A total of 475 voted in favour of industrial action, with 53 against and six spoilt ballot papers.
Around 1,150 members of Thomas Cook’s 1,800 cabin crew are members of the Unite union, which also represented British Airways staff during its long-running cabin crew dispute.
Unite representatives for Thomas Cook were due to meet in Manchester on Wednesday (October 26) to decide whether to go through with a full industrial action ballot, which may lead to strike action.
Unite regional officer Mick Whitley said: “The overwhelming vote shows our members’ anger and should be a strong wake-up call for the management to return to the negotiating table with a fair offer.
“The group made £320 million this year and it is paying out a fortune in bonuses and dividends, as well as sponsoring the Olympics.”
According to Unite, negotiations initially broke down over union demands for a ‘realistic’ voluntary severance package which was refused by the management in favour of its current policy of two weeks per year redundancy pay. Unite had requested a minimum of three weeks per year, plus a lump sum payment of £5,000.

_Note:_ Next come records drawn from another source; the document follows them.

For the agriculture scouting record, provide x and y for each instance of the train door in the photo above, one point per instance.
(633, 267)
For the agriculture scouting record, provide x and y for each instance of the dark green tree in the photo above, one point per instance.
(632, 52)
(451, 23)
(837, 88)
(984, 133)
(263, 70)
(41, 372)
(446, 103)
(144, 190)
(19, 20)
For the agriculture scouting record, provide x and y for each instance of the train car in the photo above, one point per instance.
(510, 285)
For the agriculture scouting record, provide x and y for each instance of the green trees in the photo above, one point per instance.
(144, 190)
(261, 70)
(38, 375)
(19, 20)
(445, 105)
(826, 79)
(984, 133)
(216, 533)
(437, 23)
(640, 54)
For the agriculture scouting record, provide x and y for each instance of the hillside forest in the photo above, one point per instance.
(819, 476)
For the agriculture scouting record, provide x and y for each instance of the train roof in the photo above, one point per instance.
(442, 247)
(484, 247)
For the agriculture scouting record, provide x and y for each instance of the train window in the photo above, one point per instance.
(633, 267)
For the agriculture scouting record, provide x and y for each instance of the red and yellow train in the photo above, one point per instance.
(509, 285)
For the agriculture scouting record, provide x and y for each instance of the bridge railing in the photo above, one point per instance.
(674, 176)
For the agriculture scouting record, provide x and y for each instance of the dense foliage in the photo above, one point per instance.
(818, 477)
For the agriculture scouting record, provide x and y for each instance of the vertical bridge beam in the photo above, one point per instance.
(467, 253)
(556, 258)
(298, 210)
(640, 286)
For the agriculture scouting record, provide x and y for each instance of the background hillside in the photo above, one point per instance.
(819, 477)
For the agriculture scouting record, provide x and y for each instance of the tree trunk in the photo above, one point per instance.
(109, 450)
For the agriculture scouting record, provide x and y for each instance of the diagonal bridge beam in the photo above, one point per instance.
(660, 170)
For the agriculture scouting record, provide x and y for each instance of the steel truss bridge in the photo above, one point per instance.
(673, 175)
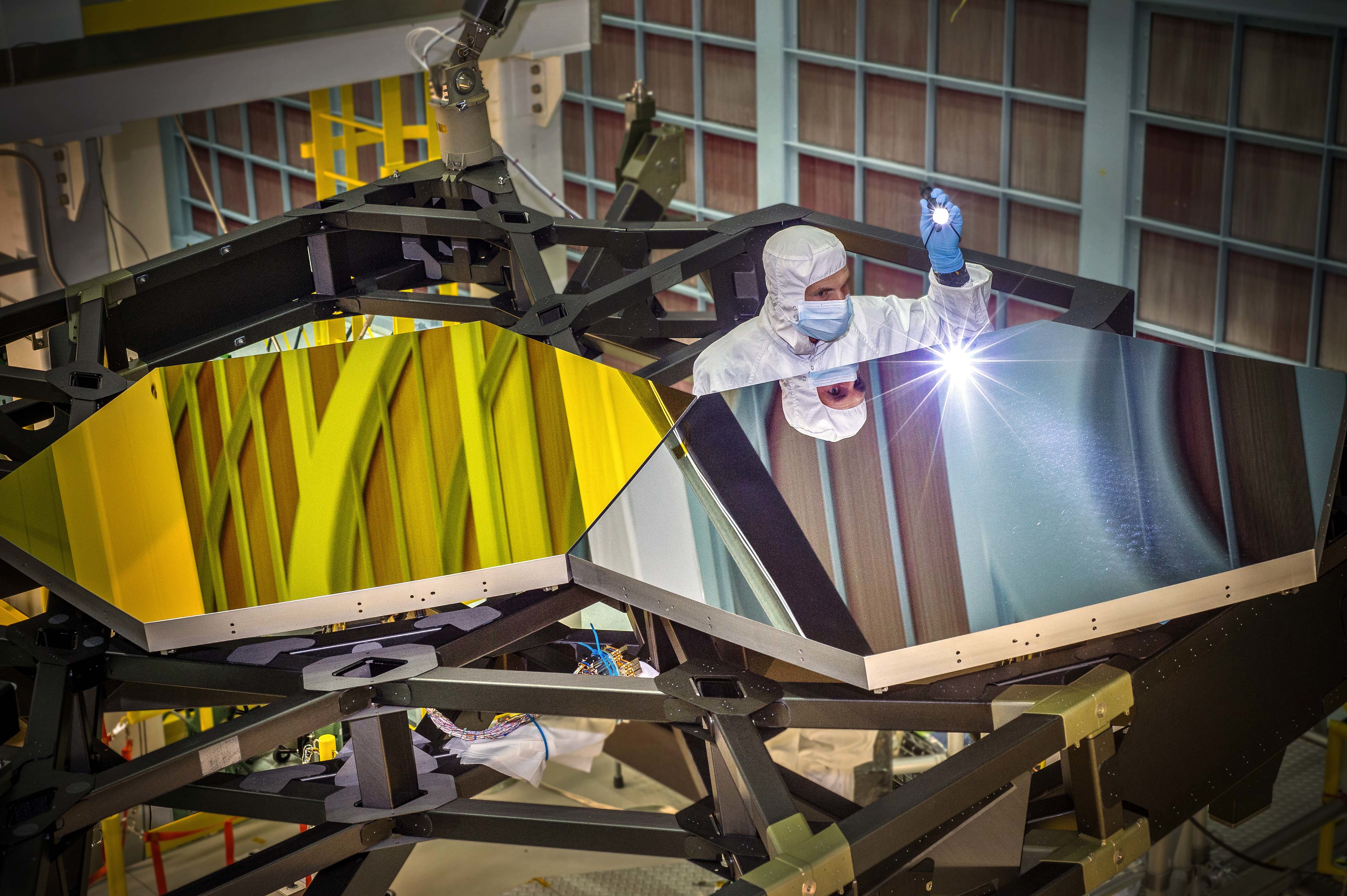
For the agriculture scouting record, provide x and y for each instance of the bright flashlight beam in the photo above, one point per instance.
(957, 364)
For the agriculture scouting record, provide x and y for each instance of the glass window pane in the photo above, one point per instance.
(573, 136)
(204, 221)
(1190, 68)
(410, 91)
(731, 174)
(827, 186)
(1338, 213)
(576, 72)
(967, 135)
(1342, 108)
(896, 33)
(729, 85)
(1050, 46)
(669, 73)
(1333, 327)
(609, 132)
(827, 26)
(895, 120)
(367, 163)
(892, 202)
(1178, 283)
(1046, 150)
(981, 220)
(577, 197)
(194, 187)
(1183, 177)
(881, 280)
(363, 99)
(228, 127)
(827, 107)
(729, 17)
(1044, 237)
(267, 186)
(262, 130)
(1284, 83)
(194, 123)
(1268, 306)
(670, 12)
(972, 39)
(298, 130)
(613, 62)
(1276, 197)
(302, 193)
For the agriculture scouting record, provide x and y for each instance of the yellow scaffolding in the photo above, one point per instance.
(347, 138)
(351, 134)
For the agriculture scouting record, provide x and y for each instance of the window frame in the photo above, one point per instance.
(1327, 150)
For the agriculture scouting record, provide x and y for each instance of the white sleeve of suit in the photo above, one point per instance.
(943, 315)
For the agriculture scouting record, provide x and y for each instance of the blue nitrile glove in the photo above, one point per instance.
(942, 240)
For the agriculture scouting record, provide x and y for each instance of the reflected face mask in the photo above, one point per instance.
(846, 373)
(825, 321)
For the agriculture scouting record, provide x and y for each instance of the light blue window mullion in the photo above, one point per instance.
(832, 518)
(640, 39)
(771, 66)
(933, 49)
(859, 140)
(1228, 183)
(1326, 186)
(283, 155)
(891, 508)
(1004, 170)
(592, 208)
(248, 177)
(215, 159)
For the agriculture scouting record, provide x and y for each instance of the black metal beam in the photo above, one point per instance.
(142, 779)
(430, 306)
(942, 793)
(290, 860)
(568, 828)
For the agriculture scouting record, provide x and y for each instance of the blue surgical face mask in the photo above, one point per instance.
(846, 373)
(825, 321)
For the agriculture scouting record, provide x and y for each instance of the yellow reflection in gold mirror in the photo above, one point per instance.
(253, 481)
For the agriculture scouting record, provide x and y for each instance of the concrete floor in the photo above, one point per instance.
(484, 870)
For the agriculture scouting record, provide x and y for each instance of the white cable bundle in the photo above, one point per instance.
(417, 35)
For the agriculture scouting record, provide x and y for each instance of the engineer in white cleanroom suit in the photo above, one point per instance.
(809, 322)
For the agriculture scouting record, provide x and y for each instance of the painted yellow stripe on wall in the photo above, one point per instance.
(130, 15)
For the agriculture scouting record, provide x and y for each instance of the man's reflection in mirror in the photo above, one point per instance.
(827, 406)
(841, 388)
(809, 322)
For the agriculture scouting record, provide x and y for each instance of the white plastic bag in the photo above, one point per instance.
(523, 754)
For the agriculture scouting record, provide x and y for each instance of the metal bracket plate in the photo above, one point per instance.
(1088, 705)
(1102, 859)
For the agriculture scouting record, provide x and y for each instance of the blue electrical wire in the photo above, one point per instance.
(608, 661)
(548, 754)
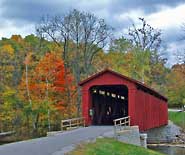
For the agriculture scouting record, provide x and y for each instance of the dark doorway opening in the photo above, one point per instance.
(109, 102)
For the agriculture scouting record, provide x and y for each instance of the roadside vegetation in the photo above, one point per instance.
(178, 118)
(39, 75)
(106, 146)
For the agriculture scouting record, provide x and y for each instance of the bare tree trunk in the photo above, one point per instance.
(28, 94)
(48, 113)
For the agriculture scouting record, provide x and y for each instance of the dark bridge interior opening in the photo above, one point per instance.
(109, 102)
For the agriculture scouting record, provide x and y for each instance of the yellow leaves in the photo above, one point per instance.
(16, 38)
(7, 49)
(28, 58)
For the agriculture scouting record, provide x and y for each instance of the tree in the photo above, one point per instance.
(145, 37)
(81, 36)
(176, 85)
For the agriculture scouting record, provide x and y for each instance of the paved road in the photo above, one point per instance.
(175, 110)
(53, 144)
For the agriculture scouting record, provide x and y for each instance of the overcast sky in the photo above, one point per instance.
(20, 16)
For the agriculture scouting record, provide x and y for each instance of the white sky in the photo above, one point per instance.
(168, 18)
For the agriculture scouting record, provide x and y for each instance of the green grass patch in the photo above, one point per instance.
(109, 146)
(178, 118)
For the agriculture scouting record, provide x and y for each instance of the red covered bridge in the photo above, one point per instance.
(108, 95)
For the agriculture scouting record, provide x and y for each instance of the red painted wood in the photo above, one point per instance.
(146, 110)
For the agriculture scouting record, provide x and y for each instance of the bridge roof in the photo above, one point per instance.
(138, 83)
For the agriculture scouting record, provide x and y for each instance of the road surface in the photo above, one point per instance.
(53, 144)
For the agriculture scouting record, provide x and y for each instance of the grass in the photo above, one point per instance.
(109, 146)
(178, 118)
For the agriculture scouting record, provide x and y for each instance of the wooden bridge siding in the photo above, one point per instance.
(150, 111)
(107, 79)
(144, 109)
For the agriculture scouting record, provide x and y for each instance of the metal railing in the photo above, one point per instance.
(72, 123)
(120, 124)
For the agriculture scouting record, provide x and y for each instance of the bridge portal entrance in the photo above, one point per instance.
(109, 102)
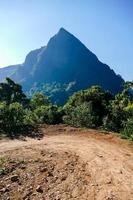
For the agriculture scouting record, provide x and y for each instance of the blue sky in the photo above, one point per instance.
(104, 26)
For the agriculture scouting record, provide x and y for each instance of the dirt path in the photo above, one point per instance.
(107, 159)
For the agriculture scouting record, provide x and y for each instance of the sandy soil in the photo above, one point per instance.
(68, 163)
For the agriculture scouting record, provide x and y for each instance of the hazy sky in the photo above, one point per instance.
(104, 26)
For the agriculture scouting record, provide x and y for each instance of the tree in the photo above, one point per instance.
(39, 99)
(94, 96)
(11, 92)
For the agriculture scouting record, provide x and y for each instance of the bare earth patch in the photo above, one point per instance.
(68, 163)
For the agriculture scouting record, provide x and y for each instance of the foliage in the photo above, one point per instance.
(38, 99)
(91, 108)
(82, 116)
(57, 92)
(11, 92)
(90, 105)
(127, 132)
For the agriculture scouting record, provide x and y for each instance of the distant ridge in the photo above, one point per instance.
(65, 59)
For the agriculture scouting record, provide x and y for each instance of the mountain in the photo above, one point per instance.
(65, 60)
(7, 71)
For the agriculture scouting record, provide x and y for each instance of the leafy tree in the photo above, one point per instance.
(11, 92)
(39, 99)
(96, 99)
(82, 116)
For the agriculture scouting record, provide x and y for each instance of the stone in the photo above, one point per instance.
(39, 189)
(14, 178)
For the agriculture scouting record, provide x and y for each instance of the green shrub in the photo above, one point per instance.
(128, 129)
(81, 116)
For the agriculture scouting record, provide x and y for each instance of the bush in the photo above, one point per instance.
(81, 116)
(48, 114)
(128, 129)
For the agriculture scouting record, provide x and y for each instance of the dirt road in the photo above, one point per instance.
(95, 166)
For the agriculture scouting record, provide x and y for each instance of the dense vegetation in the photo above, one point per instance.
(61, 68)
(91, 108)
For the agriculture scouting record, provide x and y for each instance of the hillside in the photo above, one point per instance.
(65, 60)
(68, 163)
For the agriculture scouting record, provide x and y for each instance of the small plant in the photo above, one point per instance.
(128, 129)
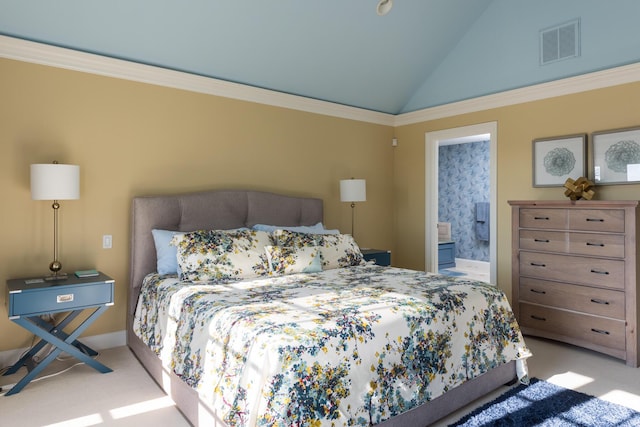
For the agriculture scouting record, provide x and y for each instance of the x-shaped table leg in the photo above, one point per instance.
(60, 340)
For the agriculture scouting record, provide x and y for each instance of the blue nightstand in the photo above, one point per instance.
(380, 256)
(28, 299)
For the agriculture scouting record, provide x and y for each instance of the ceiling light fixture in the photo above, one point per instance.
(384, 6)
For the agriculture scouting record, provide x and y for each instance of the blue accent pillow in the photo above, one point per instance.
(166, 255)
(312, 229)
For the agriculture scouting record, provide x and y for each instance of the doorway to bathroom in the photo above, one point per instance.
(460, 201)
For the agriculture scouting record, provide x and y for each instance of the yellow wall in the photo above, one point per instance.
(518, 125)
(137, 139)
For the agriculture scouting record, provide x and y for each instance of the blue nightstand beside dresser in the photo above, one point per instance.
(380, 256)
(28, 299)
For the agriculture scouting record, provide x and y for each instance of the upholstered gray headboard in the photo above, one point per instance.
(203, 211)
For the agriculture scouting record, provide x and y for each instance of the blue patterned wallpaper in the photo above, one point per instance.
(463, 181)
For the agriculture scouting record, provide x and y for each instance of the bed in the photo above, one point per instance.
(323, 392)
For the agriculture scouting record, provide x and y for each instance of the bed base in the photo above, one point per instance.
(198, 413)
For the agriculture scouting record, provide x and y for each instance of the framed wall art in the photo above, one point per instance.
(558, 158)
(616, 156)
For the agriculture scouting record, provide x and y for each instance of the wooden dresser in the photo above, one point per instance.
(574, 273)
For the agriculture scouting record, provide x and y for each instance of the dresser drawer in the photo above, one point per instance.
(604, 245)
(610, 220)
(601, 302)
(607, 273)
(547, 241)
(60, 298)
(597, 330)
(543, 218)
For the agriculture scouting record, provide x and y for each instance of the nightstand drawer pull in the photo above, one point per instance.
(64, 298)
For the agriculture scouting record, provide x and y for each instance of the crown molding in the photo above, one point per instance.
(43, 54)
(596, 80)
(53, 56)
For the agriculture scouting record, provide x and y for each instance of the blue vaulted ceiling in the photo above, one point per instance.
(423, 53)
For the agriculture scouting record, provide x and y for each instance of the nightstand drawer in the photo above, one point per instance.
(60, 298)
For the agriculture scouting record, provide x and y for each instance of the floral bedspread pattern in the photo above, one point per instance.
(350, 346)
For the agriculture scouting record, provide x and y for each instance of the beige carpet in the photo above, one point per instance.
(82, 397)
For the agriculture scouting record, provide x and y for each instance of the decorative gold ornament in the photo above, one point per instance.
(581, 188)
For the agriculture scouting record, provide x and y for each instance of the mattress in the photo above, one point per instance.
(346, 346)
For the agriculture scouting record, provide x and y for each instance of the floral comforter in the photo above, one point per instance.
(349, 346)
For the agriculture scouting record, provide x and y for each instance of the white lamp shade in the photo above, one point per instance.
(353, 190)
(384, 6)
(54, 181)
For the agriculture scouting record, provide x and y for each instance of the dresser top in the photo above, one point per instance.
(576, 203)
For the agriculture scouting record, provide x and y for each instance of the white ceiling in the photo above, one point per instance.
(422, 53)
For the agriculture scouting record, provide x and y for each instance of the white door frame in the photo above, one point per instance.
(432, 140)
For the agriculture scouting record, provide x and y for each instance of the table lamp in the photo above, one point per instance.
(353, 190)
(55, 182)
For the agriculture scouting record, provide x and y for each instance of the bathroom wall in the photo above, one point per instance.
(463, 180)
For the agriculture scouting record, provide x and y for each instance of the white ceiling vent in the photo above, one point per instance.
(560, 42)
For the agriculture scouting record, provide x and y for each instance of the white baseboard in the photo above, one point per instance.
(97, 342)
(471, 263)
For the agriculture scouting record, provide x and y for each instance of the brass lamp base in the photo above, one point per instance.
(56, 274)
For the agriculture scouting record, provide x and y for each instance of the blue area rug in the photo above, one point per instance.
(545, 404)
(451, 273)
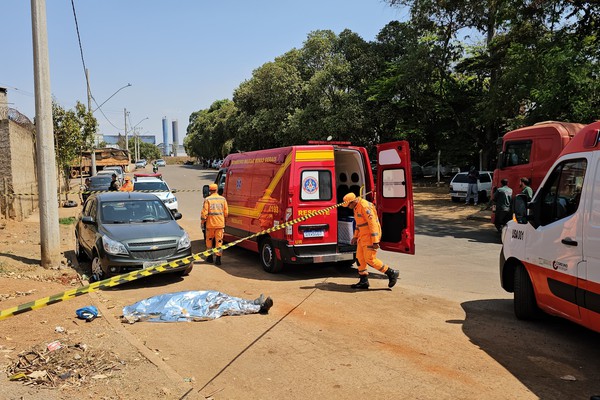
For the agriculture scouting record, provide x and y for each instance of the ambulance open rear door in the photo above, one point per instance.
(394, 197)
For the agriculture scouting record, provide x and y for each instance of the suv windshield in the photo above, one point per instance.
(123, 212)
(151, 186)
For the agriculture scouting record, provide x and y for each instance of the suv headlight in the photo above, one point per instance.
(112, 246)
(184, 242)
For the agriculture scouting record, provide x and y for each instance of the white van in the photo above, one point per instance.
(550, 256)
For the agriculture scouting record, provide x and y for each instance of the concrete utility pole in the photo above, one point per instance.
(93, 152)
(126, 135)
(46, 155)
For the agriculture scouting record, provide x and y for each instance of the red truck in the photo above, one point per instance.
(530, 151)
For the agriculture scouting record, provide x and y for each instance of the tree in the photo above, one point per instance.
(74, 132)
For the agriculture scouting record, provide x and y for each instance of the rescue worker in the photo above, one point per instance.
(214, 212)
(526, 189)
(367, 235)
(115, 185)
(502, 206)
(127, 185)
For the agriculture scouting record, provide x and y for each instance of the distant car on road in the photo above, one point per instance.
(98, 183)
(140, 164)
(430, 169)
(153, 183)
(118, 170)
(416, 170)
(459, 185)
(127, 231)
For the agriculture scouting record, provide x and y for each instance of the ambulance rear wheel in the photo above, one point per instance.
(268, 259)
(524, 302)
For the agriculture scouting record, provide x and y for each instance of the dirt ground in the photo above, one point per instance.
(112, 363)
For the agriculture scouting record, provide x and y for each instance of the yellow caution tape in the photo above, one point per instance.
(134, 275)
(103, 191)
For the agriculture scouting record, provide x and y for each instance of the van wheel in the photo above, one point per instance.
(524, 297)
(97, 271)
(79, 252)
(482, 196)
(268, 259)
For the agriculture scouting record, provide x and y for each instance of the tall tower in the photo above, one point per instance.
(165, 137)
(175, 137)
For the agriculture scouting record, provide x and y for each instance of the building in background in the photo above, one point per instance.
(112, 140)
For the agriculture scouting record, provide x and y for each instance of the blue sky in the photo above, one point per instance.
(179, 56)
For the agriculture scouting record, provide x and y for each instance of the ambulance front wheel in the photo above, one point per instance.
(268, 259)
(524, 302)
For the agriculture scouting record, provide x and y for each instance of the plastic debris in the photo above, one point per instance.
(89, 313)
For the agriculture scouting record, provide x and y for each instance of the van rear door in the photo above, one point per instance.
(394, 197)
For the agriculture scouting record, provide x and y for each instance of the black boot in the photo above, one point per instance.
(393, 275)
(363, 283)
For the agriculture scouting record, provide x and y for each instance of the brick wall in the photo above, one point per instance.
(18, 171)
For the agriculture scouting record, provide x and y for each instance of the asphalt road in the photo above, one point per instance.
(446, 331)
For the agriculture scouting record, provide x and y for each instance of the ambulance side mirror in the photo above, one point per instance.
(520, 208)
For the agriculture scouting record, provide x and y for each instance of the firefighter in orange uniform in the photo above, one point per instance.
(213, 217)
(367, 235)
(127, 185)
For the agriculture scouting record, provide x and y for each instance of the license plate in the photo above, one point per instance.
(148, 264)
(314, 233)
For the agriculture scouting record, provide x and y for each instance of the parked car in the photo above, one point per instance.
(153, 183)
(126, 231)
(118, 170)
(430, 169)
(459, 185)
(140, 164)
(98, 183)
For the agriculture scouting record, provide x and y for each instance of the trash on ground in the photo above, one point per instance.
(89, 313)
(69, 365)
(193, 306)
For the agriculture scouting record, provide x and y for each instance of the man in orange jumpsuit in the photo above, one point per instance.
(127, 186)
(213, 217)
(367, 236)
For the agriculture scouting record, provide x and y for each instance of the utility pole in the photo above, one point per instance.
(126, 136)
(46, 154)
(93, 152)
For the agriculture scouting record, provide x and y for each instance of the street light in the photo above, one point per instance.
(93, 153)
(136, 145)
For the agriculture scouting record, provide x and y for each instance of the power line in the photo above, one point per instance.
(79, 40)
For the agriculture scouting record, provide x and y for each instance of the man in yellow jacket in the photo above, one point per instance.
(213, 217)
(127, 185)
(367, 236)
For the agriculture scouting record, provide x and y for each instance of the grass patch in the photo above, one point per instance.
(67, 220)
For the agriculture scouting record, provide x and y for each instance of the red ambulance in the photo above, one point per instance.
(266, 188)
(550, 254)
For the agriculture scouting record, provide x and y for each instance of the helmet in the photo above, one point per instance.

Commenting on the outcome of Unite's consultative ballot, Thomas Cook Airlines said: "We're committed to continuing meaningful consultation with our people, their representatives and Unite as we look for opportunities to reduce the potential number of job losses."
Thomas Cook Airlines says it entered into a 90-day consultation with employees in September regarding potential job cuts stemming from its proposal to reduce its airline fleet from 41 to 35 aircraft.